A 1.78:1 letterboxed NTSC to PAL transfer whose detail is soft and whose colour is drained. Allowances have to be made given that the film was shot on DVCam, probably in non-anamorphic widescreen (there were precious few if any low end DVCam camcorders with 16:9 CCD chips, so shooting 16:9 tended to crop the picture and an anamorphic transfer would only be stretching this), and as it was shot on NTSC DV then the standards conversion is inevitable. The bleached-out whites of the walls are a casualty to the recording medium, but this actually works in the film's favour. The print is spotless, suggesting a video rather than film master, if such a beast even exists.
The stereo 2.0 soundtrack is not as crisp as you'd expect, with the dialogue in particular betraying a slight fluffiness and even distortion on louder sounds, while later in the story there are even a few pops to contend with. The background machine hum can drive your subwoofer mad if you redirect the bass through it.
Film stills gallery
5 pages of grabs from the film.

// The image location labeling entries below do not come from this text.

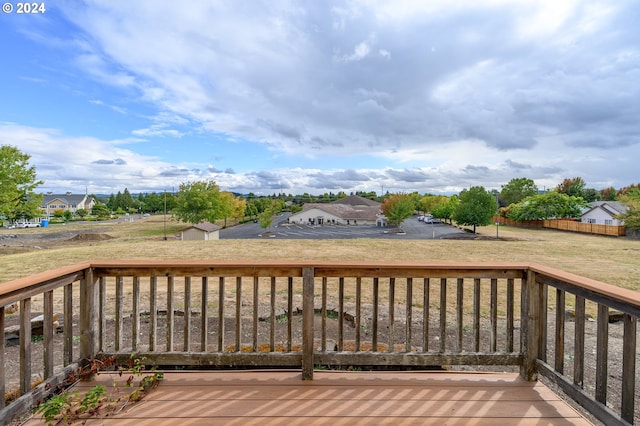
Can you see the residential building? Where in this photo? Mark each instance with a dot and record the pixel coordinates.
(603, 213)
(66, 202)
(351, 210)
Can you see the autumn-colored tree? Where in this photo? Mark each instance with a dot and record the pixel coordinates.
(398, 207)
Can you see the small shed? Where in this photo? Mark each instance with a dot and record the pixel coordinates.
(201, 231)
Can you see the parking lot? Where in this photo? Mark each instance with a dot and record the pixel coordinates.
(413, 229)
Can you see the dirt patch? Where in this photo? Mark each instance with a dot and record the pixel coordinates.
(90, 237)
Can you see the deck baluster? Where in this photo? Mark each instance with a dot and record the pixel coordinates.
(443, 314)
(629, 368)
(186, 344)
(425, 314)
(559, 345)
(204, 314)
(25, 345)
(578, 358)
(602, 353)
(135, 320)
(459, 312)
(47, 332)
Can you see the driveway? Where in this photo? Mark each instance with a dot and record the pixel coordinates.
(413, 228)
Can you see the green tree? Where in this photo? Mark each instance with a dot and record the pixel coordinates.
(552, 205)
(398, 207)
(516, 190)
(446, 209)
(17, 185)
(269, 208)
(200, 201)
(632, 216)
(572, 187)
(608, 194)
(476, 208)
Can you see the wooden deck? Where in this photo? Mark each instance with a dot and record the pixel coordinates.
(340, 398)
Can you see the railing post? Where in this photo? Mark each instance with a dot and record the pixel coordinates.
(88, 315)
(531, 327)
(307, 322)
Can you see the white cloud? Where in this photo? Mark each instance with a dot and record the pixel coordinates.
(439, 89)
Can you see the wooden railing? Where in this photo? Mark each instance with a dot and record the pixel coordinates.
(310, 315)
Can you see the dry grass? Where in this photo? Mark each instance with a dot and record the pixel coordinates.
(608, 259)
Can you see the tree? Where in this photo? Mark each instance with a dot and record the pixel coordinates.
(199, 201)
(398, 207)
(445, 209)
(476, 208)
(572, 187)
(608, 194)
(551, 205)
(17, 185)
(516, 190)
(270, 208)
(632, 216)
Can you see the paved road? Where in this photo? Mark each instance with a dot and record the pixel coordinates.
(413, 228)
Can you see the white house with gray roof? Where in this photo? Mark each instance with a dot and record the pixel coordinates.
(66, 202)
(603, 213)
(352, 210)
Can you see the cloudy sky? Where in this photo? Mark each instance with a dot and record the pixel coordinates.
(322, 96)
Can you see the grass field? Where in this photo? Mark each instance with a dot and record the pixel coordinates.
(612, 260)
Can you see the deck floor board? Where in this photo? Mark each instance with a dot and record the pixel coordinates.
(338, 397)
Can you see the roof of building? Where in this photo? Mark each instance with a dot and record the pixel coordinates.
(346, 211)
(68, 198)
(356, 200)
(205, 226)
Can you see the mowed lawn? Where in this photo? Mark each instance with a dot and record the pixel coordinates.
(612, 260)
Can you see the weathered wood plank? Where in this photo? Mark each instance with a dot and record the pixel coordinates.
(307, 324)
(119, 332)
(426, 289)
(443, 314)
(602, 353)
(186, 333)
(25, 345)
(153, 313)
(67, 355)
(2, 379)
(559, 335)
(459, 313)
(47, 332)
(170, 312)
(135, 320)
(629, 368)
(204, 309)
(493, 339)
(578, 358)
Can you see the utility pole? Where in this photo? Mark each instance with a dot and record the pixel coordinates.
(165, 215)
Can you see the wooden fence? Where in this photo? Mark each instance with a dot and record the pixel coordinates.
(567, 225)
(535, 319)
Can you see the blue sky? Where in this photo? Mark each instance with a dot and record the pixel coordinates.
(301, 96)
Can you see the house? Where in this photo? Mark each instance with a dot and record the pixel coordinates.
(351, 210)
(66, 202)
(603, 212)
(201, 231)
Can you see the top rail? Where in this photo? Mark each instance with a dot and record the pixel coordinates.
(406, 314)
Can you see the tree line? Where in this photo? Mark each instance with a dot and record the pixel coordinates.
(519, 199)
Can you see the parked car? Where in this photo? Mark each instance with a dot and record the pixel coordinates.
(27, 225)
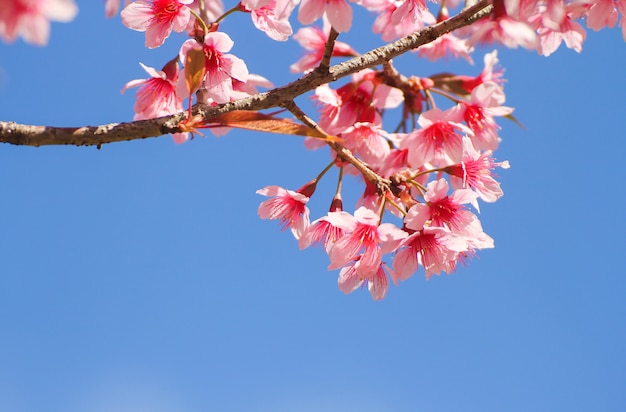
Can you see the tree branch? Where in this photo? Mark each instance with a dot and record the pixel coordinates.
(19, 134)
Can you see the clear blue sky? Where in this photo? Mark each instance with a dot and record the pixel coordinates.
(139, 278)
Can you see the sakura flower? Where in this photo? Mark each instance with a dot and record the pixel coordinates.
(485, 102)
(438, 140)
(367, 141)
(273, 18)
(349, 280)
(157, 95)
(502, 28)
(398, 18)
(364, 237)
(30, 19)
(550, 38)
(441, 210)
(450, 213)
(287, 206)
(322, 231)
(157, 18)
(435, 249)
(221, 68)
(314, 39)
(338, 12)
(358, 101)
(475, 172)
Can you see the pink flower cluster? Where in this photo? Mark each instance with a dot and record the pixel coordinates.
(437, 171)
(418, 212)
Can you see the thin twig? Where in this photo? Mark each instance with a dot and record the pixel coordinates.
(382, 185)
(328, 51)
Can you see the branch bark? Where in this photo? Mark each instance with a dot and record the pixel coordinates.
(27, 135)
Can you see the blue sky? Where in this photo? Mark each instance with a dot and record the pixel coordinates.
(138, 277)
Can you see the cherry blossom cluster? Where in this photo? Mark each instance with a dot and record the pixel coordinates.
(425, 176)
(422, 176)
(435, 172)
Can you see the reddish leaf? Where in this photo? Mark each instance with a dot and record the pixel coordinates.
(195, 69)
(244, 119)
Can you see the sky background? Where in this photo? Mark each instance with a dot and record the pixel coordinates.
(139, 278)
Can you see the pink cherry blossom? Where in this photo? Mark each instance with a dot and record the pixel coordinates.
(441, 210)
(390, 22)
(485, 102)
(475, 172)
(221, 68)
(358, 101)
(338, 12)
(314, 39)
(438, 140)
(436, 249)
(30, 19)
(502, 28)
(157, 95)
(551, 36)
(157, 18)
(273, 18)
(287, 206)
(350, 280)
(368, 141)
(364, 237)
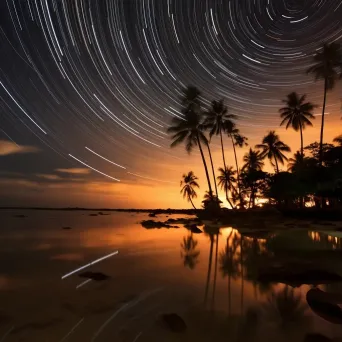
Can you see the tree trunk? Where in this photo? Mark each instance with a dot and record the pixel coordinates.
(209, 269)
(212, 167)
(322, 124)
(301, 140)
(205, 166)
(277, 167)
(192, 202)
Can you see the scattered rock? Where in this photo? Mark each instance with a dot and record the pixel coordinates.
(150, 224)
(97, 276)
(316, 338)
(173, 322)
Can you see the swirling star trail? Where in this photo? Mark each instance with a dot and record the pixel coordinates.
(107, 74)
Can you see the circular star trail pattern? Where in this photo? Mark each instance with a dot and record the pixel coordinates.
(99, 81)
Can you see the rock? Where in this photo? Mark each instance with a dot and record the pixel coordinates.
(316, 338)
(97, 276)
(173, 322)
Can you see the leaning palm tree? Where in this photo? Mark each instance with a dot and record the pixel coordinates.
(189, 183)
(297, 114)
(273, 148)
(188, 128)
(226, 181)
(253, 161)
(217, 121)
(327, 61)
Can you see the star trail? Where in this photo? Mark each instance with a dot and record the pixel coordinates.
(108, 74)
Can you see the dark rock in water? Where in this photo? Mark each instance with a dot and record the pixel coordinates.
(194, 229)
(173, 322)
(97, 276)
(150, 224)
(316, 338)
(296, 278)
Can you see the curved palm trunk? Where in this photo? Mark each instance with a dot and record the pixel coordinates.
(205, 166)
(212, 168)
(209, 269)
(322, 124)
(277, 167)
(192, 202)
(215, 274)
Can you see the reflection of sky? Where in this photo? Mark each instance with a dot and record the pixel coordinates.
(35, 252)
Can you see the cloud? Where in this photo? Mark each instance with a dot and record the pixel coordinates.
(75, 171)
(48, 176)
(9, 147)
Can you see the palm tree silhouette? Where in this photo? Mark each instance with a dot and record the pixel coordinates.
(189, 254)
(238, 140)
(326, 64)
(189, 182)
(189, 128)
(217, 120)
(226, 181)
(297, 114)
(253, 160)
(273, 148)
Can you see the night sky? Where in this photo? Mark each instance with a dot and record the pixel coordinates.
(88, 89)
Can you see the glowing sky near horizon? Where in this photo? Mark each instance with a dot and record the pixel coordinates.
(99, 81)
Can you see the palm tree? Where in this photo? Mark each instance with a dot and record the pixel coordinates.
(253, 160)
(226, 181)
(297, 114)
(189, 182)
(273, 148)
(237, 140)
(189, 128)
(326, 64)
(217, 121)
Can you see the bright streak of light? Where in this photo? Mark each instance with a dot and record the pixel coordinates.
(82, 284)
(109, 161)
(72, 330)
(90, 264)
(118, 180)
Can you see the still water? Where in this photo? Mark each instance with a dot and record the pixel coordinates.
(208, 279)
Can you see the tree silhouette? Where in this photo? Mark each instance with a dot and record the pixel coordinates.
(188, 183)
(297, 114)
(189, 128)
(273, 148)
(325, 67)
(226, 181)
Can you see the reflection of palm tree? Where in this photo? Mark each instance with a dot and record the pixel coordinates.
(286, 306)
(189, 129)
(228, 263)
(297, 114)
(189, 183)
(273, 148)
(327, 61)
(189, 252)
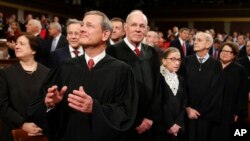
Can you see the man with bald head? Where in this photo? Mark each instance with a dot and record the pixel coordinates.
(204, 81)
(144, 61)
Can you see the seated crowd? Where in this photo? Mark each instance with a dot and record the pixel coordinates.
(98, 79)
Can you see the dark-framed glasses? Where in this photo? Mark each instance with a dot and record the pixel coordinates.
(227, 51)
(174, 59)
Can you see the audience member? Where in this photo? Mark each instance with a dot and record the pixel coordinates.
(118, 30)
(91, 97)
(145, 63)
(203, 76)
(241, 40)
(74, 49)
(234, 102)
(245, 62)
(173, 98)
(19, 84)
(181, 42)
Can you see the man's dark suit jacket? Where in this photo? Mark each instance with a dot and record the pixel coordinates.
(244, 61)
(177, 44)
(242, 52)
(59, 55)
(63, 42)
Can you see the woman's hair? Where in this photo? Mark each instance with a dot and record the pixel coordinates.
(33, 42)
(168, 51)
(233, 46)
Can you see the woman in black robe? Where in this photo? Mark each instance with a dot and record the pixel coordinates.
(234, 104)
(19, 84)
(173, 98)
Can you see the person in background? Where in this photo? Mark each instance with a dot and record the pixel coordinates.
(91, 97)
(204, 79)
(245, 62)
(152, 40)
(74, 49)
(173, 99)
(20, 84)
(145, 63)
(12, 35)
(118, 30)
(234, 102)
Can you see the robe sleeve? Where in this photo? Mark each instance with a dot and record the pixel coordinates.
(108, 120)
(211, 105)
(7, 112)
(242, 103)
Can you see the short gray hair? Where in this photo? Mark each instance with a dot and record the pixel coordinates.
(56, 25)
(105, 23)
(136, 12)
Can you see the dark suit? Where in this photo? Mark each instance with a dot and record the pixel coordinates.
(146, 69)
(62, 42)
(177, 44)
(244, 61)
(242, 52)
(59, 55)
(212, 51)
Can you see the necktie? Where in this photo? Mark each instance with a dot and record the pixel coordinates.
(53, 45)
(137, 51)
(200, 60)
(76, 52)
(184, 49)
(215, 54)
(91, 64)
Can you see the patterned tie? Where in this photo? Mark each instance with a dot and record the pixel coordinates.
(184, 48)
(200, 61)
(91, 64)
(53, 45)
(76, 52)
(137, 51)
(215, 54)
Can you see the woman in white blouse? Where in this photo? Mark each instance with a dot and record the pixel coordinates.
(173, 98)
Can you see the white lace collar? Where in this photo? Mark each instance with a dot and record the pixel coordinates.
(170, 78)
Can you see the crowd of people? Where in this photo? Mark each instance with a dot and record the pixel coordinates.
(117, 80)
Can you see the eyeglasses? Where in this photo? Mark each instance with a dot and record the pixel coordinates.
(73, 33)
(227, 51)
(174, 59)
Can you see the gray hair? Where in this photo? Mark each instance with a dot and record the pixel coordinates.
(56, 25)
(36, 23)
(105, 23)
(136, 12)
(208, 37)
(73, 21)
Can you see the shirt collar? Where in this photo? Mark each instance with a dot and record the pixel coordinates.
(96, 58)
(132, 47)
(58, 36)
(181, 41)
(80, 49)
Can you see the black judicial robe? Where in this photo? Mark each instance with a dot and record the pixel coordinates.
(17, 90)
(112, 86)
(245, 62)
(172, 111)
(204, 93)
(235, 100)
(146, 68)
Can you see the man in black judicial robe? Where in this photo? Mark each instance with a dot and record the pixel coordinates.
(146, 69)
(204, 89)
(245, 62)
(92, 101)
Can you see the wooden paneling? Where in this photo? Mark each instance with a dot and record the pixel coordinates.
(217, 26)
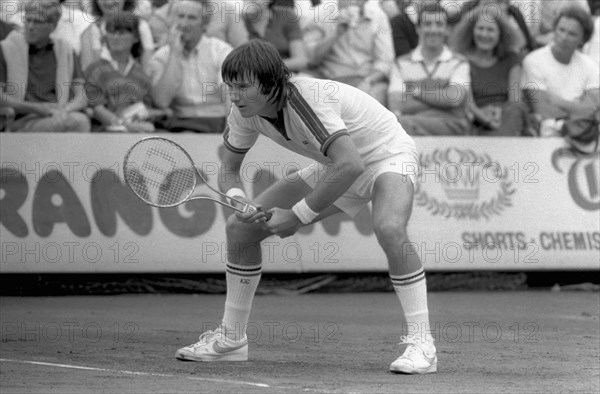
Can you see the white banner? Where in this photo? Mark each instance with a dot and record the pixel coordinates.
(480, 204)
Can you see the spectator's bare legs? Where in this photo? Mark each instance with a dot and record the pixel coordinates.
(392, 207)
(72, 121)
(244, 259)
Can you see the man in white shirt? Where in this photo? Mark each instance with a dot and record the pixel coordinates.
(186, 73)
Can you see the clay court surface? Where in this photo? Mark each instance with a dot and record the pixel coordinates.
(492, 342)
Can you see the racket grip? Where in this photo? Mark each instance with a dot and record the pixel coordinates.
(252, 208)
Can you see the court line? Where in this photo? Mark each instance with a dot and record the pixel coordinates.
(137, 373)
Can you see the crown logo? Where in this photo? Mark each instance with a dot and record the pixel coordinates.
(460, 185)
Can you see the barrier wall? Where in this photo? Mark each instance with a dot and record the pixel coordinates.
(480, 204)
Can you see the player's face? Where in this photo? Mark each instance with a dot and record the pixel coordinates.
(120, 40)
(568, 34)
(188, 20)
(37, 28)
(246, 94)
(486, 34)
(433, 29)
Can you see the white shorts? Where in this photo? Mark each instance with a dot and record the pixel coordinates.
(360, 193)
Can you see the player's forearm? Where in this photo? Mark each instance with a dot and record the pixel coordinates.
(229, 171)
(337, 179)
(79, 101)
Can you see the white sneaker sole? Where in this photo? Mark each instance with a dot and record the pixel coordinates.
(408, 370)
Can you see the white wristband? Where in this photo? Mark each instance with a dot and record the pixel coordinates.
(235, 192)
(303, 211)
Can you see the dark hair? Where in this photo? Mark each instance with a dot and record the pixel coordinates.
(462, 41)
(574, 11)
(128, 5)
(432, 8)
(257, 60)
(129, 23)
(206, 12)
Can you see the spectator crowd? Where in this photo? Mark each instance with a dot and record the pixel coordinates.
(443, 67)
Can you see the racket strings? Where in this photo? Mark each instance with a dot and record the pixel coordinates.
(160, 172)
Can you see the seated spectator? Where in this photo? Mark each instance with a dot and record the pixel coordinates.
(72, 24)
(356, 48)
(11, 14)
(93, 37)
(429, 86)
(543, 13)
(225, 22)
(560, 81)
(280, 26)
(40, 77)
(117, 88)
(186, 73)
(5, 29)
(490, 44)
(404, 32)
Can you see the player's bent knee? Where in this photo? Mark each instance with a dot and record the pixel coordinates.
(389, 232)
(240, 232)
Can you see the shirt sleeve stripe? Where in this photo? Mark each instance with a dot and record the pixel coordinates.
(308, 116)
(332, 138)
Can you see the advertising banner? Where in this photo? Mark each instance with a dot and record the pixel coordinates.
(506, 204)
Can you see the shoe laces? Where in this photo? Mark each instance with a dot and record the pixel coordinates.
(207, 336)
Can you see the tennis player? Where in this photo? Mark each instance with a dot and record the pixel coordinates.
(363, 154)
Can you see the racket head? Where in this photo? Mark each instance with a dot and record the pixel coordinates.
(160, 172)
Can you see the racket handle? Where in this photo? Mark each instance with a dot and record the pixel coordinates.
(251, 208)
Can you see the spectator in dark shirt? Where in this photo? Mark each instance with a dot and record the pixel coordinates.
(40, 77)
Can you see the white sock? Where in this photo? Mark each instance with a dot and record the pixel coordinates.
(242, 282)
(412, 292)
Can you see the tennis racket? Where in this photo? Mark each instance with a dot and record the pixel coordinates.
(162, 174)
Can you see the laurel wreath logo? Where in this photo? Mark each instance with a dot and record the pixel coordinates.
(469, 210)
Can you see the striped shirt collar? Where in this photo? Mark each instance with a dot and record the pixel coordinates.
(105, 55)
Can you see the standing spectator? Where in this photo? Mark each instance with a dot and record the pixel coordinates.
(491, 44)
(592, 48)
(186, 73)
(40, 77)
(225, 23)
(118, 90)
(560, 81)
(72, 24)
(93, 37)
(280, 26)
(356, 48)
(429, 86)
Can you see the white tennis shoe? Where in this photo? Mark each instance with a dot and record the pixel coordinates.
(418, 357)
(213, 345)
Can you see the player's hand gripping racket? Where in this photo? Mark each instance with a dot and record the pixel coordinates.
(162, 173)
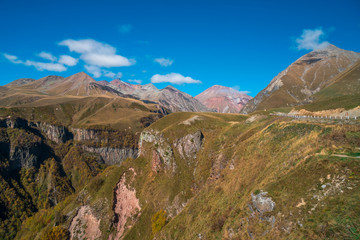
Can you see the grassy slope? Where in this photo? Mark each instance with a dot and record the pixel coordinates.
(285, 158)
(343, 93)
(85, 112)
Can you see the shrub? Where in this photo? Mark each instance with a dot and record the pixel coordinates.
(158, 221)
(56, 233)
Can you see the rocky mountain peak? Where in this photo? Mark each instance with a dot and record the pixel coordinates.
(223, 99)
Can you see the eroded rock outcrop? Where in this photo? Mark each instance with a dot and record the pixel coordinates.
(25, 156)
(58, 134)
(85, 225)
(126, 205)
(189, 145)
(262, 203)
(112, 146)
(160, 144)
(112, 156)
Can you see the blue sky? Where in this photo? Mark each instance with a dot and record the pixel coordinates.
(191, 45)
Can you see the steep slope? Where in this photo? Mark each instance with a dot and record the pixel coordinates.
(178, 101)
(20, 82)
(223, 99)
(169, 97)
(342, 93)
(301, 80)
(204, 176)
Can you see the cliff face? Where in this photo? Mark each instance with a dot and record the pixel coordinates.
(112, 156)
(305, 77)
(58, 134)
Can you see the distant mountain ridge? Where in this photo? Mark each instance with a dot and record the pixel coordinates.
(169, 97)
(81, 84)
(223, 99)
(302, 79)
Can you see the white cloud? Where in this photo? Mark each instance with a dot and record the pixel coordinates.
(174, 78)
(112, 75)
(137, 81)
(98, 72)
(47, 56)
(164, 61)
(12, 58)
(94, 70)
(125, 28)
(97, 53)
(68, 60)
(311, 40)
(55, 67)
(104, 60)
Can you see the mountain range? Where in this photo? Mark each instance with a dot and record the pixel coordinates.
(86, 159)
(308, 75)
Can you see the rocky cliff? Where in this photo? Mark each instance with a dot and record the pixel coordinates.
(302, 79)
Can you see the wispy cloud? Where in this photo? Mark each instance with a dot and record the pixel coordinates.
(125, 28)
(41, 66)
(311, 39)
(165, 62)
(68, 60)
(174, 78)
(98, 72)
(47, 56)
(97, 55)
(137, 81)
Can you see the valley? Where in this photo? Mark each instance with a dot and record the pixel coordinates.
(86, 159)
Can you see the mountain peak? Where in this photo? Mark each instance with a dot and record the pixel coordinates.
(223, 99)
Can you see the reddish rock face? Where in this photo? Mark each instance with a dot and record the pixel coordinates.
(126, 205)
(223, 99)
(156, 161)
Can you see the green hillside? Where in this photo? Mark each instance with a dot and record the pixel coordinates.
(310, 172)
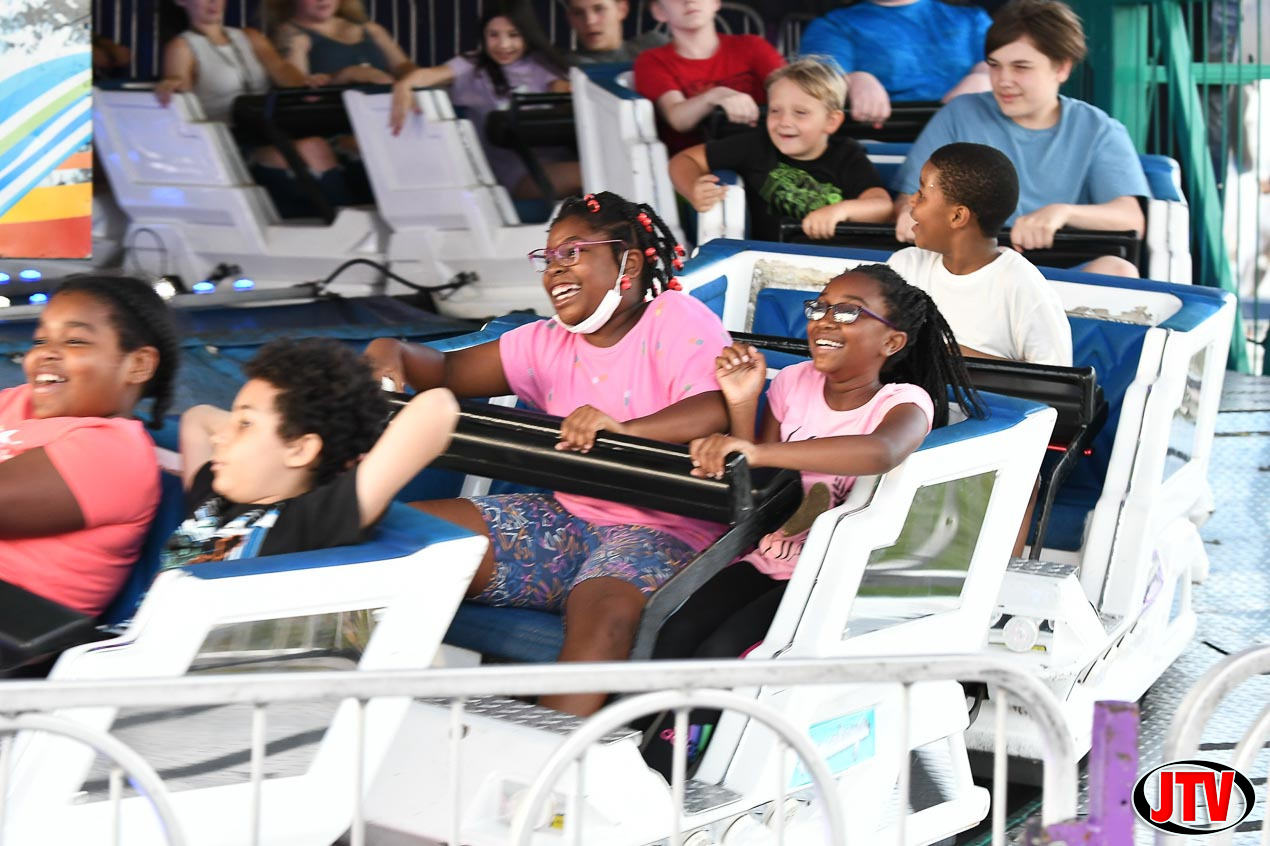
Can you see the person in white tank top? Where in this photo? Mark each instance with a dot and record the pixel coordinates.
(217, 64)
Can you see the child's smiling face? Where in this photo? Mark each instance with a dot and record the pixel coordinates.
(931, 211)
(798, 123)
(76, 366)
(577, 288)
(503, 41)
(252, 463)
(861, 347)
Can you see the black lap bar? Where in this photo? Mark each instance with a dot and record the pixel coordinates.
(296, 112)
(282, 116)
(517, 445)
(1071, 245)
(534, 121)
(33, 628)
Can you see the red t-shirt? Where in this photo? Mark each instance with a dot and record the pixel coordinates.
(742, 62)
(109, 466)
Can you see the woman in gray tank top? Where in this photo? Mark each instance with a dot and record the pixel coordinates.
(335, 41)
(217, 64)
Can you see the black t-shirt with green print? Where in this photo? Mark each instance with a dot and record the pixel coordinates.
(779, 187)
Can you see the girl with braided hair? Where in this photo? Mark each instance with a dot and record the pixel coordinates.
(883, 361)
(79, 483)
(625, 352)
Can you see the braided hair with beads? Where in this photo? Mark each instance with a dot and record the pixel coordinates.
(142, 319)
(636, 226)
(931, 358)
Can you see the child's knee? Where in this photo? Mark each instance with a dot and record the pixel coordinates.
(605, 611)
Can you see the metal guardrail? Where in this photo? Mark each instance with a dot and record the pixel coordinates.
(1186, 729)
(690, 681)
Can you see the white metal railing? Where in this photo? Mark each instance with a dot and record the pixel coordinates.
(1194, 711)
(691, 682)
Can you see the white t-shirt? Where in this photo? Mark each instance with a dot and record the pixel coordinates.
(1005, 309)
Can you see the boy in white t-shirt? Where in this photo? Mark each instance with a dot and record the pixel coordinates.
(997, 302)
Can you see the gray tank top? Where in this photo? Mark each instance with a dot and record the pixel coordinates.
(225, 71)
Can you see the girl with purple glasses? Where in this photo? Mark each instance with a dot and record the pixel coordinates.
(625, 353)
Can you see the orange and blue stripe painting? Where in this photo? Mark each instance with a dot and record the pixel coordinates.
(46, 161)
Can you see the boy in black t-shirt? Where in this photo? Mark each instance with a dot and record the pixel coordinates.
(796, 168)
(282, 471)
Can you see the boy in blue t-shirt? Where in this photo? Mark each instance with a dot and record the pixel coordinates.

Pointless.
Behind the scenes stills gallery
5 pages of the behind-the-scenes stills. Only marginally more interesting than the above.
Original Aquarium trailer (1:47)
Intriguing, but gives a lot away and should not be viewed just before the main feature.
Making of Aquarium documentary (4:06)
At just over 4 minutes in length they've got a nerve calling it a documentary, but with some nifty editing and speeded up film it covers more ground than I was expecting. The footage is silent and cut to a thumping beat and inevitably lacks substance and detail.
Short film #1: Emergency Stop (8:12)
The first of two short films by director Frédéric Grousset tells the well-worn favourite of a woman who thinks she's being terrorised by a killer who turns out to be... well, I wouldn't want to spoil the surprise. Has the wobbly narrative logic and aural aggression of a student film, with a music score that screams like a madman instead of augmenting the story.
Short Film #2: Shit (5:48)
The student connection continues in this cinematic exercise in one-gag base humour, as a young man (Julien Masdoua, who plays Vincent in Aquarium) thunders into a toilet cubicle for the noisiest crap of his life and then discovers there's no toilet paper. Visually shouty in a way that suggests Grousset likes his MTV, this is live action played as a cartoon.
What more can I add? Turn a blind eye to the weakness and Aquarium is a rather smart little micro-budget tension-builder that would score serious points for originality were it not walking in someone else's well respected movie footsteps. As a cinematic calling card it does the job, though, and there is the sense that with the right material Grousset could yet make his mark on the indie movie scene.